= UkrLandFarming =

UkrLandFarming is a Ukrainian agricultural company, registered in Cyprus founded in 2007 by Oleg Bakhmatyuk, and as of 2022, one of the largest in the country. Controlling 670,000 ha it is also the world's eighth largest company when measured by the acreage of controlled agricultural land. It is considered one of the largest and most successful Ukrainian companies.

Like many other Ukrainian businesses, the company reported major damages during the Russian invasion of Ukraine in 2022. Before the war, the company portfolio included Europe's largest egg farm.
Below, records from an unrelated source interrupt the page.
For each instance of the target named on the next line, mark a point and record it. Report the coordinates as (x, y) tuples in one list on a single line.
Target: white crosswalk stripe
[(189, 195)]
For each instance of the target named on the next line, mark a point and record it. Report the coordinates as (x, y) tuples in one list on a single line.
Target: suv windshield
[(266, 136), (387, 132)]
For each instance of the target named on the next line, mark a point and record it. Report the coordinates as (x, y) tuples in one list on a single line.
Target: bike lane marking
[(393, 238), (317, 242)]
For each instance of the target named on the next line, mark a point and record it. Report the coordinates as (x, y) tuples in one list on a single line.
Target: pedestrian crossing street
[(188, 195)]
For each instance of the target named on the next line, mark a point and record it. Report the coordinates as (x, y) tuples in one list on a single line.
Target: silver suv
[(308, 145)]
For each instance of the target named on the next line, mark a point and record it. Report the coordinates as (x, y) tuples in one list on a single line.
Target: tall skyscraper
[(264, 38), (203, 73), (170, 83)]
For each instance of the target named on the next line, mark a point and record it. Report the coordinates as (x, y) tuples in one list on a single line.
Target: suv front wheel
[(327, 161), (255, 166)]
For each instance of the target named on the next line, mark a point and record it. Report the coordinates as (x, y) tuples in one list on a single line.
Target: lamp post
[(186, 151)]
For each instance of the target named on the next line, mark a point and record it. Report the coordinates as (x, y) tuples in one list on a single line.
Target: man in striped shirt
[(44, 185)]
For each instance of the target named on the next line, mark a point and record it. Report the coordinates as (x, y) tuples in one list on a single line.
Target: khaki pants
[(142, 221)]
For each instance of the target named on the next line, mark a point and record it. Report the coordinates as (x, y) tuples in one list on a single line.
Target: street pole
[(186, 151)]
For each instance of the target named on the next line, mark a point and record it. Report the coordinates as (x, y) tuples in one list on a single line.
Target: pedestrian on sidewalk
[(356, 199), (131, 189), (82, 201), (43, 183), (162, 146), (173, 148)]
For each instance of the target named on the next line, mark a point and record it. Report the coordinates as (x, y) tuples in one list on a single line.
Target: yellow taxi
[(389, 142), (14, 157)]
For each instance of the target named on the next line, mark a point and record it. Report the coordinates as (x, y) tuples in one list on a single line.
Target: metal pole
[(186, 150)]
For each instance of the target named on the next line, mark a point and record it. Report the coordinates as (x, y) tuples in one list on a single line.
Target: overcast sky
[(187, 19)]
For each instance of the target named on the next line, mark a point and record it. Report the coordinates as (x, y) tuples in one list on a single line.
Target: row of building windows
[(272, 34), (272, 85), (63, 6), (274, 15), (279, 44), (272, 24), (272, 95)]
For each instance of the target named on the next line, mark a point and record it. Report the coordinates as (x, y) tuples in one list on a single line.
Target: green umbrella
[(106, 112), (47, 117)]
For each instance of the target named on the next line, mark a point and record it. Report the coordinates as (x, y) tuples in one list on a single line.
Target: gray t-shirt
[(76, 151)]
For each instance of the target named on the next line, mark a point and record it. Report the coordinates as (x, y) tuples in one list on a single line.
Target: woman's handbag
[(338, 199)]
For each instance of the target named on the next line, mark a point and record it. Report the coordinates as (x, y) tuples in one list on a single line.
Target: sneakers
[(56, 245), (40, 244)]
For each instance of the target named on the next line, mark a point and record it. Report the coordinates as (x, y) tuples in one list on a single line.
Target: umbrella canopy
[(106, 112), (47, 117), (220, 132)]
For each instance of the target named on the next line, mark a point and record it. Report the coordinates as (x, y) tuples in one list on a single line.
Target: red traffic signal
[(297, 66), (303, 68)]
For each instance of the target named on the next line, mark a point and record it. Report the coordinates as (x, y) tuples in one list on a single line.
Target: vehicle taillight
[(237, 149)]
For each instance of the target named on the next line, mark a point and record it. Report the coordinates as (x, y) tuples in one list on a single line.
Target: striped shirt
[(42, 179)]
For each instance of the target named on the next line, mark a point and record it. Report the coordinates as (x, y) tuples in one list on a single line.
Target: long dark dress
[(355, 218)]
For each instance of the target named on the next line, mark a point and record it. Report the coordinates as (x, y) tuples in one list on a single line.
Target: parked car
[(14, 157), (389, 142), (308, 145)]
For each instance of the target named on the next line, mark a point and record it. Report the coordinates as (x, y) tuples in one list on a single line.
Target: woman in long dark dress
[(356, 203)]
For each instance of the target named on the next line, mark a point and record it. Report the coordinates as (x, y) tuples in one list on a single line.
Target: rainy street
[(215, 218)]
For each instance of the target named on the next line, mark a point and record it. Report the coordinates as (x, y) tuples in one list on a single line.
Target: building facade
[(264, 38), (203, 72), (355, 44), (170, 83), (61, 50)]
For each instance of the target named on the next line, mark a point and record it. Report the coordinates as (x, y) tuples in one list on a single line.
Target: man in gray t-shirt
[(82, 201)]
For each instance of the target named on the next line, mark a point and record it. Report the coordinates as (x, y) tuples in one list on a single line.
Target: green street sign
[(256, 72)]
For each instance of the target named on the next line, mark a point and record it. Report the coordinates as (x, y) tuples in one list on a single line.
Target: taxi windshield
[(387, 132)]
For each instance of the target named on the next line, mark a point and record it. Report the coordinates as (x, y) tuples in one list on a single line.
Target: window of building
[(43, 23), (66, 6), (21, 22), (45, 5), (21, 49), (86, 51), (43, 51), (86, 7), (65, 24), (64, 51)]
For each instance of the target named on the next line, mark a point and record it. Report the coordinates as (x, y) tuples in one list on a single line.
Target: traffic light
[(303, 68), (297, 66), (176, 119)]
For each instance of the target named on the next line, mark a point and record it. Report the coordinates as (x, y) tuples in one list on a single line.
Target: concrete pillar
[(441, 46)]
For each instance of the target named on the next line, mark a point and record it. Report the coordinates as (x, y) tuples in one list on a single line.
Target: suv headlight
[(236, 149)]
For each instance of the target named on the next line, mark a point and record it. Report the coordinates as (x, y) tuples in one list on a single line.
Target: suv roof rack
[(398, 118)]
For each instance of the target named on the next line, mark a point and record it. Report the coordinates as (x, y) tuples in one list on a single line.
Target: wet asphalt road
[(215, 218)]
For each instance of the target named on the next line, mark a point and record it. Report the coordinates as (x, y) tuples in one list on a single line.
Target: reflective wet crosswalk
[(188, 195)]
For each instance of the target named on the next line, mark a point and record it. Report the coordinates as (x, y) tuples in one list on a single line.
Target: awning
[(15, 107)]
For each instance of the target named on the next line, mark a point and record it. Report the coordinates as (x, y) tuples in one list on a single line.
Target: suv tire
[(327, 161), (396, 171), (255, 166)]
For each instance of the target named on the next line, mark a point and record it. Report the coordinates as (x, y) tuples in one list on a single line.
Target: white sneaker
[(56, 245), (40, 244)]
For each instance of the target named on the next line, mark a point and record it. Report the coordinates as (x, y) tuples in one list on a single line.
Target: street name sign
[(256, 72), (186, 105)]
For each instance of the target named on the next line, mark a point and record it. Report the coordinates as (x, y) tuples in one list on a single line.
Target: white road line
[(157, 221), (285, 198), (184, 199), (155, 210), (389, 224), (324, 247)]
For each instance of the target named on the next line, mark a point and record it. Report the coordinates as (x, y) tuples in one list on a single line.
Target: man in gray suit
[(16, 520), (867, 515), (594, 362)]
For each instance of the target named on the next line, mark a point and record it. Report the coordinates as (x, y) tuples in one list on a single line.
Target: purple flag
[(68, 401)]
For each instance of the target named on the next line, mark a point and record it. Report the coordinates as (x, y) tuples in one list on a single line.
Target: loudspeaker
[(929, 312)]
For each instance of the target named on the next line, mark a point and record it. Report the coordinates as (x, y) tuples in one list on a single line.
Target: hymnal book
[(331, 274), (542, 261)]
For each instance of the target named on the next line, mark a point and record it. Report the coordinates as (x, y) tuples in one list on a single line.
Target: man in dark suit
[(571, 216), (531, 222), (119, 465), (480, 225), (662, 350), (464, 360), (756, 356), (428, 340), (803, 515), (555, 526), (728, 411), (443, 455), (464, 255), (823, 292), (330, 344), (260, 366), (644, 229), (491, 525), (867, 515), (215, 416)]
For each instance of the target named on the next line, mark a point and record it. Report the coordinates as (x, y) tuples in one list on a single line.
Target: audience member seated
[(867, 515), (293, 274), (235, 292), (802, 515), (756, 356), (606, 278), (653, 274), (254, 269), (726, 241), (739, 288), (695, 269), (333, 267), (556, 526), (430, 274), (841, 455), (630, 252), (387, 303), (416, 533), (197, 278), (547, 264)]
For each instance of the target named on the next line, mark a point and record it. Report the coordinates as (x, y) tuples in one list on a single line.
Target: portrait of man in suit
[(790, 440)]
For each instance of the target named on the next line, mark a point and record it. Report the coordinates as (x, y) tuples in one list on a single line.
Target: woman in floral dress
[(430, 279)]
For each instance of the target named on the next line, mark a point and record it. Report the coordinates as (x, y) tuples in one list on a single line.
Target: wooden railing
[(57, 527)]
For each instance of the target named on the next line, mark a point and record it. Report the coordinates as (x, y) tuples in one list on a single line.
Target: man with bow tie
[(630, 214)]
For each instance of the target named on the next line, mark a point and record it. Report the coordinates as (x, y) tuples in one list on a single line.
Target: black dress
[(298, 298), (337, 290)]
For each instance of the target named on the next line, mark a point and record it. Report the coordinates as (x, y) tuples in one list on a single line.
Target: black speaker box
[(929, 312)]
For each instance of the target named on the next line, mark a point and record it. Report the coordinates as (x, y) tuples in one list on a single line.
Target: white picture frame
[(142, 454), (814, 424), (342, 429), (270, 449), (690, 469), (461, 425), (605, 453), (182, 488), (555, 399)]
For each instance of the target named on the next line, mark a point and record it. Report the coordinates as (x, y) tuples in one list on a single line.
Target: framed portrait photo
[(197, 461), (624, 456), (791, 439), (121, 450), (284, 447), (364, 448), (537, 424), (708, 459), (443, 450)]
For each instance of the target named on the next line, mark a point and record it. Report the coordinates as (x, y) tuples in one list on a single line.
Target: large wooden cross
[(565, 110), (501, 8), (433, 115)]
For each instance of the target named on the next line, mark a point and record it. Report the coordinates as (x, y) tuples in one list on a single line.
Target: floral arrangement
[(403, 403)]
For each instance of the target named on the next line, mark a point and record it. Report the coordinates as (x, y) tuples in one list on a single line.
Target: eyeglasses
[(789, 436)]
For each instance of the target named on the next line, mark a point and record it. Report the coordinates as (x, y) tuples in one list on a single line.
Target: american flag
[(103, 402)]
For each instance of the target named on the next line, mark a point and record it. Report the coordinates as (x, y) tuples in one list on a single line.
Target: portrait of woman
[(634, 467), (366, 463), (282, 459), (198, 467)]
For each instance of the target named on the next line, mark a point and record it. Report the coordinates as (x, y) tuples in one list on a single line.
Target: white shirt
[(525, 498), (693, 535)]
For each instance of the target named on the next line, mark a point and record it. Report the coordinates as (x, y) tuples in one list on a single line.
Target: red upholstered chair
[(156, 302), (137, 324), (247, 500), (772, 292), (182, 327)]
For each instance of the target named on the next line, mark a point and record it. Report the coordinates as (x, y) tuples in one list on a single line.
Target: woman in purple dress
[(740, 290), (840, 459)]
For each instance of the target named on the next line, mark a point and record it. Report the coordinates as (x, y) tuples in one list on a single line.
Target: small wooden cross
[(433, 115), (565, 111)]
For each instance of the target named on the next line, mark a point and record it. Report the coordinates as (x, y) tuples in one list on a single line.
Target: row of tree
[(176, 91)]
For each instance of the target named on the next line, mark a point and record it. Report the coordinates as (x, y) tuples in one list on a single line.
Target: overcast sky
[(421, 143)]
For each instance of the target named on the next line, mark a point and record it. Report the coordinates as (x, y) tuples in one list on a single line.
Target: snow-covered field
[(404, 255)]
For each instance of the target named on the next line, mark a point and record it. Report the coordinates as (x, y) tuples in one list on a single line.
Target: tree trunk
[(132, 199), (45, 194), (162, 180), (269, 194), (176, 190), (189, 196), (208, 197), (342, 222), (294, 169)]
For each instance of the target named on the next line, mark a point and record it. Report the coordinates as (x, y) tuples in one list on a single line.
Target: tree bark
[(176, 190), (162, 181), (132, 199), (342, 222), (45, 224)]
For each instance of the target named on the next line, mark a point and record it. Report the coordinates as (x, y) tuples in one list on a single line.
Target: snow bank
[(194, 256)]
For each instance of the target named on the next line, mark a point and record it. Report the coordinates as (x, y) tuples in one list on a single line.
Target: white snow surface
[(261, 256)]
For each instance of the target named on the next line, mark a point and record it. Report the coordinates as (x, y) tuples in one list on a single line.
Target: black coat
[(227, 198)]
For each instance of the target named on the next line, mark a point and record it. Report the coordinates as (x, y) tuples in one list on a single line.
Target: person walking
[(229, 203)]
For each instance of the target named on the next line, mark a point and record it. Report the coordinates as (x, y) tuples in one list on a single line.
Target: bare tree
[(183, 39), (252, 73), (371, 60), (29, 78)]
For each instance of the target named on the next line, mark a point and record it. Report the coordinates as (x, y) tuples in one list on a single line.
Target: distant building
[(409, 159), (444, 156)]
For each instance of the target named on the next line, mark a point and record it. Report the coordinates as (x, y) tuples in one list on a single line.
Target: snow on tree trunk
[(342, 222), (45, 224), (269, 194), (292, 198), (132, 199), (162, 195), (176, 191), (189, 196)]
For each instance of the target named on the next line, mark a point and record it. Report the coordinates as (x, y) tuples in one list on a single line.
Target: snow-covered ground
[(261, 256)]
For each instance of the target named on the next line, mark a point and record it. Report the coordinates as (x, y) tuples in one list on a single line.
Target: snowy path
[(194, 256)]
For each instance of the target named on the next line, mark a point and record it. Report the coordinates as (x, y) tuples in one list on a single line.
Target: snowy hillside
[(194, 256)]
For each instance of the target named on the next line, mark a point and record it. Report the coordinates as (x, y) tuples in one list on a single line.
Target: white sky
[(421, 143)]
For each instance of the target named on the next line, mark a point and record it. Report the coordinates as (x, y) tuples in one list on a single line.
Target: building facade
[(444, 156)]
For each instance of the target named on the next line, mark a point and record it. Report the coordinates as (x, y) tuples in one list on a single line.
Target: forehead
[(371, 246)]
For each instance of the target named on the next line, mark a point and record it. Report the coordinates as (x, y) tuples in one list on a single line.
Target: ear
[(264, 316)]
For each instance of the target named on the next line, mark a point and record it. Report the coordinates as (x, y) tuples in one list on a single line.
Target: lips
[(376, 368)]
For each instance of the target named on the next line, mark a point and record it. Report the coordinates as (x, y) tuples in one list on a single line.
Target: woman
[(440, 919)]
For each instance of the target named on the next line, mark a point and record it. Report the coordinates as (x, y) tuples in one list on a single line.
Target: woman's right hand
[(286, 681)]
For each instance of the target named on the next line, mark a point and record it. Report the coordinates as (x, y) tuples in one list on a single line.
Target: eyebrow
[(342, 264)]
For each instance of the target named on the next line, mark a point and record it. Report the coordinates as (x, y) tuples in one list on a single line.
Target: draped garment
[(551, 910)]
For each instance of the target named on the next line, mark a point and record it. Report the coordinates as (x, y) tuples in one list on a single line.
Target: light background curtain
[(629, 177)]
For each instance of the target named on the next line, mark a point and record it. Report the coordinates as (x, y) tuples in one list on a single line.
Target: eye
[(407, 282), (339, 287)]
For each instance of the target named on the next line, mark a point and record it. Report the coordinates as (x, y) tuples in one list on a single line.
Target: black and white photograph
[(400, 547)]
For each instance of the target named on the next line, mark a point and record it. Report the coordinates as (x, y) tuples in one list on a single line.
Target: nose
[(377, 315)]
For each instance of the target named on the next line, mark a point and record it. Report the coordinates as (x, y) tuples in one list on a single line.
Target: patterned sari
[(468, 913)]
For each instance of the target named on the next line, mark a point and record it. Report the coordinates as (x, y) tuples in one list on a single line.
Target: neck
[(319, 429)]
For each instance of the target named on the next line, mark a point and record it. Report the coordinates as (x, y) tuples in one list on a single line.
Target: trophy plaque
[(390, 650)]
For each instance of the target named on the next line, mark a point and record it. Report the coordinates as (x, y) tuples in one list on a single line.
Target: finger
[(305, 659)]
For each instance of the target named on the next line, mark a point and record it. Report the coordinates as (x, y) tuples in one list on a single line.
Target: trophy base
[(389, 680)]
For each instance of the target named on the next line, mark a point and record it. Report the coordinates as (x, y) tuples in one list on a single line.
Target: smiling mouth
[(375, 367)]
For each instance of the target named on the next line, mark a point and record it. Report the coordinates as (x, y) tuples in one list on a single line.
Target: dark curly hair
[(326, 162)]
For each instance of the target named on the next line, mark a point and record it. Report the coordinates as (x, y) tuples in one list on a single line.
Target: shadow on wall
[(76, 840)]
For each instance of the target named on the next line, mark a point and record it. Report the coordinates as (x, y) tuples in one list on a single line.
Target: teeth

In 2017–2018, UkrLandFarming hired independent reputable financial experts to analyze the possibility of servicing credit obligations. The analysis showed the need to discount foreign currency debt at 50% with the payment of other liabilities over the next 10 years. The company has started comprehensive negotiations on restructuring credit obligations with most Ukrainian and foreign creditors. Co-owner of the company and its CEO Oleh Bakhmatyuk addresses the National Bank of Ukraine with the Deposit Guarantee Fund of individuals with a proposal to restructure loans UkrLandFarming Group, as well as other debt related to the activities of VAB and Financial Initiative.

At the beginning of 2019, the agricultural holding invested ₴2 million in new equipment for compound feed production of JV Vesna 21 LLC.